PhysCon is put on by the American Institute of Physics, Sigma Pi Sigma (the national honor society in physics), and the Society of Physics Students (the national undergraduate club). According to Ward, it’s a place for students from across the country to network, attend workshops and plenary talks from luminaries in the field, and take advantage of career and graduate school fairs. This year’s event attracted more than 1,000 students, brought together with mentors, alumni, and renowned scientists. She called it “a chance for a bunch of young physics nerds to nerd out together” and DaViega agreed. “It was so influential to meet students from all over the country who were equally excited” she said.

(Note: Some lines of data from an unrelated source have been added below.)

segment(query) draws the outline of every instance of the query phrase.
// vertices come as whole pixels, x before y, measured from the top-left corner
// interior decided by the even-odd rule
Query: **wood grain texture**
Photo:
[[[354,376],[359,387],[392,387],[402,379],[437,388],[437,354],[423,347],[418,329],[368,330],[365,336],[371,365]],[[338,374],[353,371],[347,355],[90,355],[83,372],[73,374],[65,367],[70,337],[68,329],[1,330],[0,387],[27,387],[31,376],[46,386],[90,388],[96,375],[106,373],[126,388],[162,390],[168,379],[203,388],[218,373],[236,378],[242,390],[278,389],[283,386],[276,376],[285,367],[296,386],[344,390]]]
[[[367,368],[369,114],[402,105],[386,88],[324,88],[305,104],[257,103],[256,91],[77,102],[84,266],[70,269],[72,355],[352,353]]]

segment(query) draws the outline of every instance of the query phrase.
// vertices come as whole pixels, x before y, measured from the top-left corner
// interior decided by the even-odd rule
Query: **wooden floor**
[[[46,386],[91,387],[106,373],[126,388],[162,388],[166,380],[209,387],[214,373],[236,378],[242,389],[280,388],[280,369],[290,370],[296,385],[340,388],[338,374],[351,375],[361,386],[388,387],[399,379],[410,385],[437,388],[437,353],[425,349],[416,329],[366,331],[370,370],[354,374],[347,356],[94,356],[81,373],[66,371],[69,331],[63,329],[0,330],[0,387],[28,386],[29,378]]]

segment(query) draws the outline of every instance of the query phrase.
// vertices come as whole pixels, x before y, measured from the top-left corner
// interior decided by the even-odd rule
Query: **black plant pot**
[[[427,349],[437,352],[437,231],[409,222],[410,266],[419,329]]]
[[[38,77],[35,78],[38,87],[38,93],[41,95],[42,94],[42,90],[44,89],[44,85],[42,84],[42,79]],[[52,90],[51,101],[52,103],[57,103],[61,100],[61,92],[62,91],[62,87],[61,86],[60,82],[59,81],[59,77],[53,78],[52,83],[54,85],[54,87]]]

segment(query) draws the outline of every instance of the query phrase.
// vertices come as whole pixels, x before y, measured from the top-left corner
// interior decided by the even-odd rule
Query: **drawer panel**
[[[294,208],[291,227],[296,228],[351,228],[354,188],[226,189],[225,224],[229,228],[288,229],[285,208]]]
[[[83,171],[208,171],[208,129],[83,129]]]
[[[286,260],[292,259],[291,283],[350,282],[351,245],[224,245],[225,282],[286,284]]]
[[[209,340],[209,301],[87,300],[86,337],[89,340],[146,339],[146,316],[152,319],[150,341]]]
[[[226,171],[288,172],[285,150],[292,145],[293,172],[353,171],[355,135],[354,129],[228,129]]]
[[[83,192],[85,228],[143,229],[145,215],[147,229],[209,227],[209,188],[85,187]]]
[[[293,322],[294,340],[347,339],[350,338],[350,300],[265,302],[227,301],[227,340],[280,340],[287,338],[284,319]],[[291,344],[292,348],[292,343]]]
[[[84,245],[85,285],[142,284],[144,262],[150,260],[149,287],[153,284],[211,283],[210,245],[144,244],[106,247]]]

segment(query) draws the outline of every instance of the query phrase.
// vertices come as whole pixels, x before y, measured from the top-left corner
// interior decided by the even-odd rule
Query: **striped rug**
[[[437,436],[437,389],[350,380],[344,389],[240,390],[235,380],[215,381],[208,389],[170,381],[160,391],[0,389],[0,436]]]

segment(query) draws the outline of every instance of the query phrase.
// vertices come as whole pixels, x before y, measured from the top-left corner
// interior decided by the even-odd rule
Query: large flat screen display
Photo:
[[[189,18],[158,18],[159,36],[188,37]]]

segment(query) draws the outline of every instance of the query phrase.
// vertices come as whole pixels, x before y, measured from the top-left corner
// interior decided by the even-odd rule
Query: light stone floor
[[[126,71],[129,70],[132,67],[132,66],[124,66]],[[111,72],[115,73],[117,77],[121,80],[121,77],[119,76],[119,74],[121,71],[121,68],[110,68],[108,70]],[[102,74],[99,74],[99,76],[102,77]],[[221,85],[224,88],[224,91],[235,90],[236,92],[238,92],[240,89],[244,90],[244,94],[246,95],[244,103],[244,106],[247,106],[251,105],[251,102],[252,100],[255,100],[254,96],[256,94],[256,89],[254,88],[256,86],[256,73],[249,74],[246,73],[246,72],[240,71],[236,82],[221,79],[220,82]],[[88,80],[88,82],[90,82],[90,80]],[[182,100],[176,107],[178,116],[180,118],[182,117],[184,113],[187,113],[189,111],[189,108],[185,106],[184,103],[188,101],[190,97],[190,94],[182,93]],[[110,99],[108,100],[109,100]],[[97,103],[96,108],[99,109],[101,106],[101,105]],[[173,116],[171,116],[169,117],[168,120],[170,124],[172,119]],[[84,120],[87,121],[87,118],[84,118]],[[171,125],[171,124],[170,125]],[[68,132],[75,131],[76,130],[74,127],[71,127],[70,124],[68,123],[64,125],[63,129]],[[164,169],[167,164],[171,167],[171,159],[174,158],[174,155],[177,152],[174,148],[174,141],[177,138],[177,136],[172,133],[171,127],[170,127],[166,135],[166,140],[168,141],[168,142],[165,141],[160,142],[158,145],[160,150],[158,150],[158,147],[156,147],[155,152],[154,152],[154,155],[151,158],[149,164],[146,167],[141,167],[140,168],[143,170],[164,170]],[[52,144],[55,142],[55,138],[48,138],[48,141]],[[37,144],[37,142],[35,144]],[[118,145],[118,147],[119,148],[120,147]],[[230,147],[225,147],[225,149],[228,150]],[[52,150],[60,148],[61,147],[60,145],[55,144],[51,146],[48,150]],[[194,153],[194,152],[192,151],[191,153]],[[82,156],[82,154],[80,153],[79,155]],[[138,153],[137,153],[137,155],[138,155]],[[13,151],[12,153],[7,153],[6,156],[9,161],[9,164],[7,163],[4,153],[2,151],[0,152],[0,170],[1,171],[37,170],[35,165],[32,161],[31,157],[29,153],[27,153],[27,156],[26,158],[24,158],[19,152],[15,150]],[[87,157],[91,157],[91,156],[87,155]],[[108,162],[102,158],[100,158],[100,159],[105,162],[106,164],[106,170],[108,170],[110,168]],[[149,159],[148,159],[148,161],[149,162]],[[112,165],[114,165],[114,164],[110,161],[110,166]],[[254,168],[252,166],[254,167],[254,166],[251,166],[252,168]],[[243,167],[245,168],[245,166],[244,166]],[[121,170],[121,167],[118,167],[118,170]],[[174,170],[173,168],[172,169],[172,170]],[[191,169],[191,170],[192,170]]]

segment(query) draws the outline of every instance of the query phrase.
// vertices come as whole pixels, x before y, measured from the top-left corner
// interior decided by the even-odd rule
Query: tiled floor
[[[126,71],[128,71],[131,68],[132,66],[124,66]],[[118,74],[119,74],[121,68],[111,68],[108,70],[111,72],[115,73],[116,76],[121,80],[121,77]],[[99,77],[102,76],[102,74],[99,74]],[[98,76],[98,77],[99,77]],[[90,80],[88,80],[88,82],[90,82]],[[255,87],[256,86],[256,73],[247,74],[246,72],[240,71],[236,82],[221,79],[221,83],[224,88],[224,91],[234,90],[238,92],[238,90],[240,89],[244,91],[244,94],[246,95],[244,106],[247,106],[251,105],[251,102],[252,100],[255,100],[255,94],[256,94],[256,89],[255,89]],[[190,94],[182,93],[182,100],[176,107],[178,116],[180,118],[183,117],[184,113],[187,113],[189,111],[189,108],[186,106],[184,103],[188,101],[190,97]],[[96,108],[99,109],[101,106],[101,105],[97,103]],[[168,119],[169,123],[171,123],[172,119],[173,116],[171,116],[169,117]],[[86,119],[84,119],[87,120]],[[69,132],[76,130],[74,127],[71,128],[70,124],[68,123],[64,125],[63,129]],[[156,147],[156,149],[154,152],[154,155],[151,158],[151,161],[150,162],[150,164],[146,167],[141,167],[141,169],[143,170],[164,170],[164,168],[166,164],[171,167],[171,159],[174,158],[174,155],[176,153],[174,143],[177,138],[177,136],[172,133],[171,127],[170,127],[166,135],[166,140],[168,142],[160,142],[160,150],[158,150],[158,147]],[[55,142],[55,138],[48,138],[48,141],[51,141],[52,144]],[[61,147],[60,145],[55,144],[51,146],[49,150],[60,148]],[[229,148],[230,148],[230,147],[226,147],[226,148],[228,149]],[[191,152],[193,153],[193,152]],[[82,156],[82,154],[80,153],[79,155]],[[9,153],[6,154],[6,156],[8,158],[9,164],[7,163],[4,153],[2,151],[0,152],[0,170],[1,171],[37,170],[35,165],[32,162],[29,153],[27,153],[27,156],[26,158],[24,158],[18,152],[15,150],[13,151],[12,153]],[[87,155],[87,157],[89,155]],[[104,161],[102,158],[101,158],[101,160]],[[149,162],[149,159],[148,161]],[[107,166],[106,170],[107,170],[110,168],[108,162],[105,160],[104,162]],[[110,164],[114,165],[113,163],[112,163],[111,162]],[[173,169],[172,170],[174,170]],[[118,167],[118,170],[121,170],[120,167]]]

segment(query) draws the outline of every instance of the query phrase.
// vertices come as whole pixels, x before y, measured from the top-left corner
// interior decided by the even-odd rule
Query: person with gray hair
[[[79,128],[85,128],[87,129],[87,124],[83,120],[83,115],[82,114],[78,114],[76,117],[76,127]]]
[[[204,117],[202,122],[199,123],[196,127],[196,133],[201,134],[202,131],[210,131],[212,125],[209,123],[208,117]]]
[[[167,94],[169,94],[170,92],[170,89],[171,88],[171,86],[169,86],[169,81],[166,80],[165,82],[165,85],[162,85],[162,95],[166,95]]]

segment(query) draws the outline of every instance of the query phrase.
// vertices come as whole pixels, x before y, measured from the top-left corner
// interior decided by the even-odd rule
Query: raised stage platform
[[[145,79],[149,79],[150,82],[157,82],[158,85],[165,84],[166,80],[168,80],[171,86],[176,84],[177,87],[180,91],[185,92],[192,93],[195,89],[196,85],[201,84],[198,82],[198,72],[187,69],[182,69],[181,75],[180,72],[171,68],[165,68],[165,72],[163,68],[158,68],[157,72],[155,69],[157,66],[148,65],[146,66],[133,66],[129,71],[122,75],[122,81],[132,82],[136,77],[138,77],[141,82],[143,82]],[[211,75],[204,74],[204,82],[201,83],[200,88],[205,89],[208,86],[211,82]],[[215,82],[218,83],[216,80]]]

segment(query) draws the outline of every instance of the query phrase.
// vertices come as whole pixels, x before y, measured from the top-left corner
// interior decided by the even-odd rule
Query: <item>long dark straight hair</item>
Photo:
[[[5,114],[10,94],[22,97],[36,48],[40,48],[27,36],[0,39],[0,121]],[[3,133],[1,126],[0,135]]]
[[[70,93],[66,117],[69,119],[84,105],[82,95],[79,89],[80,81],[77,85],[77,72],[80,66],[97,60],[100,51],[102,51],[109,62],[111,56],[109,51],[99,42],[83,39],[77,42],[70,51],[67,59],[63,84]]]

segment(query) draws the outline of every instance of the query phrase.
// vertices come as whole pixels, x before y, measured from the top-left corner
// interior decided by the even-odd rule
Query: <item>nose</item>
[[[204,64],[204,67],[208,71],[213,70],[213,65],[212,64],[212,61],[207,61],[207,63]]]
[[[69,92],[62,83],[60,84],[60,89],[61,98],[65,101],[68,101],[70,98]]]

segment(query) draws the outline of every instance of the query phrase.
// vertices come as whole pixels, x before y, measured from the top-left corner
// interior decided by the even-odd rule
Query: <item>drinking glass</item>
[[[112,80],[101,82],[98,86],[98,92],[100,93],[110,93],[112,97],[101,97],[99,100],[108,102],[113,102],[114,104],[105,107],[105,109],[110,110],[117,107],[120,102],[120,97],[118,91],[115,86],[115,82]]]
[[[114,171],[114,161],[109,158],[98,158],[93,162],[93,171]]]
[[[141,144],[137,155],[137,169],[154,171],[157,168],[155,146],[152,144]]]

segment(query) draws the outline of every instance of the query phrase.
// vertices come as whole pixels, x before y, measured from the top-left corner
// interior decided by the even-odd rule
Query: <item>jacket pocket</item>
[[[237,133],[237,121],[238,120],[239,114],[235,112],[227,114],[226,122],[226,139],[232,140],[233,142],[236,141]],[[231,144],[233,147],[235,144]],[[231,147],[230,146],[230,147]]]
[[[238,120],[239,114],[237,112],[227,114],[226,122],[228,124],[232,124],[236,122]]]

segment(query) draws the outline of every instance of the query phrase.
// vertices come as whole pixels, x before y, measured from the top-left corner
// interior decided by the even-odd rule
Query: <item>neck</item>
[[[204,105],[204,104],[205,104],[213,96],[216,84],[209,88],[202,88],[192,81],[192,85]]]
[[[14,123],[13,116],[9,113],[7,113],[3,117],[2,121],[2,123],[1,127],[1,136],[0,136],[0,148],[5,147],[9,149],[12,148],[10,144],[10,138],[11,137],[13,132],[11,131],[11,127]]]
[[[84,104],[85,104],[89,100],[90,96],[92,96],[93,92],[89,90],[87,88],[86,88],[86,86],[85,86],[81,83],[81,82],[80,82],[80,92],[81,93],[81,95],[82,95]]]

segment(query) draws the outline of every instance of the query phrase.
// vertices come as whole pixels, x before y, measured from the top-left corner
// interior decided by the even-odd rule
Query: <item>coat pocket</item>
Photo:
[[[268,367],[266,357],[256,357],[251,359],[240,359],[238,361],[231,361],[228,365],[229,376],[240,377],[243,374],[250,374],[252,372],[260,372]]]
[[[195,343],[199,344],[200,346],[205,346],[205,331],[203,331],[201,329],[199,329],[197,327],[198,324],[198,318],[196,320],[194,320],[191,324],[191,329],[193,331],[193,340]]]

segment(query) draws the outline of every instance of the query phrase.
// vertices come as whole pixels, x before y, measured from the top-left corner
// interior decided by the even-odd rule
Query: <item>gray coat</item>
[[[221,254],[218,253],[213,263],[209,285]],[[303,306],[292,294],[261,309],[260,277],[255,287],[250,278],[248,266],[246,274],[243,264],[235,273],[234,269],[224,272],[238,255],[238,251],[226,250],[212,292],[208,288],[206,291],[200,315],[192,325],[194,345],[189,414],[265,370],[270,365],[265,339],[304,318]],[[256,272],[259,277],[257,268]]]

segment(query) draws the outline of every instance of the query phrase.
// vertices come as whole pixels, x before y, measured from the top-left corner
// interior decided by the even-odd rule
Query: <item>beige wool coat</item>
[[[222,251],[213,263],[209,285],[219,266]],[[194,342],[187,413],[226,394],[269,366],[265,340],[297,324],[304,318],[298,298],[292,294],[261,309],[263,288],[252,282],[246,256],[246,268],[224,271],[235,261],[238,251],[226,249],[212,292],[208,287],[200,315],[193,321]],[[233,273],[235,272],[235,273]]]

All PhysCon participants attended a handful of plenary talks on subjects ranging from clean energy to the James Webb space telescope. The talk DaViega enjoyed most was given by the event’s honorary chair, Dame S. Jocelyn Bell Burnell, a living legend in the astronomy field who discovered the first pulsars in 1967.
Each MCLA student signed up for different workshops to get a broader view of the types of physics being taught in colleges and universities around the country. A “day-in-the-life” workshop with current graduate students was helpful for DaViega, who plans on pursing graduate school after MCLA. She enjoyed hearing from students close to her own age who are currently earning master’s degrees. “It makes it more tangible,” she said, “something that you can see yourself doing one day.”
An astronomy outreach workshop was also helpful, DaViega said, as the MCLA Physics Club will hold astronomy nights for local elementary, middle, and high school students in the spring. The goal is to keep kids interested in science and to use the events as an MCLA recruiting tool for high schoolers.
DaViega said PhysCon allowed her to visualize achievable steps to a career in physics. “I’ve been interested in astrophysics since I was a child,” she said. “But physics got harder as I got older. [PhysCon] rekindled my fire and I’m more excited than ever to become a grad student.”